Channels_last format convolution is slower than normal NCHW

Hi, I’m experimenting the different memory layouts based on these two documentation:

Convolutional Layers User Guide (from NVIDIA)

I tried to compare the NCHW model with the NHWC model with the following scripts:

from time import time

import torch
import torch.nn as nn

def time_layer(layer, feature, num_iter):
    """Time the total time used in num_iter forwarding."""
    tic = time()
    for _ in range(num_iter):
        _  = layer(feature)
    print(time() - tic, "seconds")

N, C, H, W, K = 32, 1024, 7, 7, 1024    # params from the NVIDIA doc
# NCHW tensor & layer
a = torch.empty(N, C, H, W, device="cuda:0")
conv_nchw = nn.Conv2d(C, K, 3, 1, 1).to("cuda:0")

# NHWC tensor & layer
b = torch.empty(N, C, H, W, device="cuda:0", memory_format=torch.channels_last)
conv_nhwc = nn.Conv2d(C, K, 3, 1, 1).to("cuda:0", memory_format=torch.channels_last)

# NCHW kernel & NCHW tensor
time_layer(conv_nchw, a, 1000)

# NCHW kernel & NHWC tensor
time_layer(conv_nchw, b, 1000)

# NHWC kernel & NHWC tensor
time_layer(conv_nhwc, b, 1000)

# NHWC kernel & NCHW tensor
time_layer(conv_nhwc, a, 1000)

And I got the following output (results looked similar in many repeated runs):

0.9735202789306641 seconds       # NCHW kernel & NCHW tensor
2.213291645050049 seconds        # NCHW kernel & NHWC tensor
2.3461294174194336 seconds       # NHWC kernel & NHWC tensor
2.7654671669006348 seconds       # NHWC kernel & NCHW tensor

I’m using a TITAN RTX GPU which is supposed to have Tensor Core and Pytorch 1.7.0+cu101 which supports channels_last format. So, it’s surprising to see that the fastest timing happens with NCHW kernel & NCHW tensor combination (which won’t be as surprising if I don’t have Tensor Core on my GPU because I guess NCHW format was the one that’s optimized). It’s not so surprising with NCHW kernel & NHWC tensor and NHWC kernel & NCHW tensor combinations because mixing up the format is certainly no good to the computation.

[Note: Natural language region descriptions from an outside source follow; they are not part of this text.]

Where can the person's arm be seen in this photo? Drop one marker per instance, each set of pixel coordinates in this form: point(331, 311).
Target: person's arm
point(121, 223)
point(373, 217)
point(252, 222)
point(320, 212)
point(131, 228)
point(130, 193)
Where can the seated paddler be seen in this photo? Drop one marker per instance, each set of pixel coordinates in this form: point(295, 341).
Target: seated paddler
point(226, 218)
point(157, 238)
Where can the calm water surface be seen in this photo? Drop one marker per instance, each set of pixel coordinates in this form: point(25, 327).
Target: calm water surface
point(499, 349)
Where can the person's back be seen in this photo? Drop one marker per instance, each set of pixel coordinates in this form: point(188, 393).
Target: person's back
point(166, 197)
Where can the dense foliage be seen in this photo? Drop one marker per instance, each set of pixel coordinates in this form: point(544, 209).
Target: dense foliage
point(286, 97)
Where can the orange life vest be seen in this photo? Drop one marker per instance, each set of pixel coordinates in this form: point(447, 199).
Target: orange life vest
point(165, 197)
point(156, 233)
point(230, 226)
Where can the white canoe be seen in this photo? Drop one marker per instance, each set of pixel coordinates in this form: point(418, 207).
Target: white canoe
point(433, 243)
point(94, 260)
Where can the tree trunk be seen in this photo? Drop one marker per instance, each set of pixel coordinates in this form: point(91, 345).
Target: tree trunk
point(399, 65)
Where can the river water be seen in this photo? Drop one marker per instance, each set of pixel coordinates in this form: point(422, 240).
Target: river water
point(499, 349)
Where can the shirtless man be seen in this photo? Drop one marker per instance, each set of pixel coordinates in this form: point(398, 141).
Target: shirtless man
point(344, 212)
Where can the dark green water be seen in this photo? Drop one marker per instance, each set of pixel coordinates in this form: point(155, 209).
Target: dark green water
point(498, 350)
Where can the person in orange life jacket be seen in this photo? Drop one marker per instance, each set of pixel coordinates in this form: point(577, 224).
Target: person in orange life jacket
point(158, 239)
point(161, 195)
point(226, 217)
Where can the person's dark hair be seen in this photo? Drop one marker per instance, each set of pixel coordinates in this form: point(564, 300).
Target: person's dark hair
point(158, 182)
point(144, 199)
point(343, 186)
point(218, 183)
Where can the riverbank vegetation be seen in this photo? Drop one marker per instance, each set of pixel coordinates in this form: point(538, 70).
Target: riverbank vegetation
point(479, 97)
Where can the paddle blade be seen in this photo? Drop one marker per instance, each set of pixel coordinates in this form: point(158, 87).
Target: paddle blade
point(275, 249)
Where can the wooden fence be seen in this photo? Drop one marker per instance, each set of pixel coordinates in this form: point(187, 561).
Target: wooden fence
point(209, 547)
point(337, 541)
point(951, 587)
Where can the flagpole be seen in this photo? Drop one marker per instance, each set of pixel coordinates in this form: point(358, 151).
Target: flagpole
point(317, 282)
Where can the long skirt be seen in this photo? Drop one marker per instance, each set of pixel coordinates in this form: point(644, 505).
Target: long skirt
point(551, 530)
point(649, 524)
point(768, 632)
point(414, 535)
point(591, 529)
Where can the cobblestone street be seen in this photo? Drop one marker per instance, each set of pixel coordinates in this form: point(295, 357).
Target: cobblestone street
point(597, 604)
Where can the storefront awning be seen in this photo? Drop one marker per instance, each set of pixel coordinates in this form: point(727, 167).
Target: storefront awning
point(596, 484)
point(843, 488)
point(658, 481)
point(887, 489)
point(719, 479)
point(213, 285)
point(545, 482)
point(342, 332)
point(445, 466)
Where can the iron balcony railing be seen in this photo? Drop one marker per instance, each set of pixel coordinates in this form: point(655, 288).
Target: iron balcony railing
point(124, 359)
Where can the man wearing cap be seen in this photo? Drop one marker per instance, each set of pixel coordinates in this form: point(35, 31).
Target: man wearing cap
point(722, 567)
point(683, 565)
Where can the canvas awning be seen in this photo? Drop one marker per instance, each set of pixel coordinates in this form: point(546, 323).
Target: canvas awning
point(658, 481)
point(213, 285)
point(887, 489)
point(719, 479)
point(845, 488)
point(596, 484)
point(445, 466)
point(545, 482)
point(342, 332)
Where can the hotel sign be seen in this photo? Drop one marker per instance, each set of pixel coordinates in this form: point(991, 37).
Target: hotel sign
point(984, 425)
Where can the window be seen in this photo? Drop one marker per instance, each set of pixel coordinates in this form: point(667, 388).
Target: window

However, why is NHWC kernel & NHWC tensor not the fastest combination which is supposed to be the most optimized one with Tensor Core?

Am I doing the layout optimization correctly? Am I missing anything?

Follow up question: instead of running all 4 benchmarks in a script, I executed the 4 lines in the python interpreter interactively, line-by-line, and got (results looked similar in many repeated runs):

>>> time_layer(conv_nchw, a, 1000)       # NCHW kernel & NCHW tensor
0.9541912078857422 seconds
>>> time_layer(conv_nchw, b, 1000)       # NCHW kernel & NHWC tensor
2.034724235534668 seconds
>>> time_layer(conv_nhwc, b, 1000)       # NHWC kernel & NHWC tensor
1.7101032733917236 seconds
>>> time_layer(conv_nhwc, a, 1000)       # NHWC kernel & NCHW tensor
1.9565918445587158 seconds

Why are the latter 3 timings shorter than those executed in the stream-lined script? Only thing I can think of is that when executed in the interactive interpreter, I made noticeable time gaps between two executions while the script didn’t have such gaps. Are there any nuances related to this?

I you could answer I’d really appreciate the help!

@CDhere For benchmarking, should probably place a torch.cuda.synchronize(device="cuda:0") before you print. Also, the channels_last speedups for convs are most relevant for float16. You might want to set a, b and the convs dtype=torch.float16

If there is odd float32 behaviour like you see, could be a regression in 1.7 builds, I saw several issues that have been fixed in more recent NGC (20.12) container releases that build against newer versions of cuDNN/CUDA.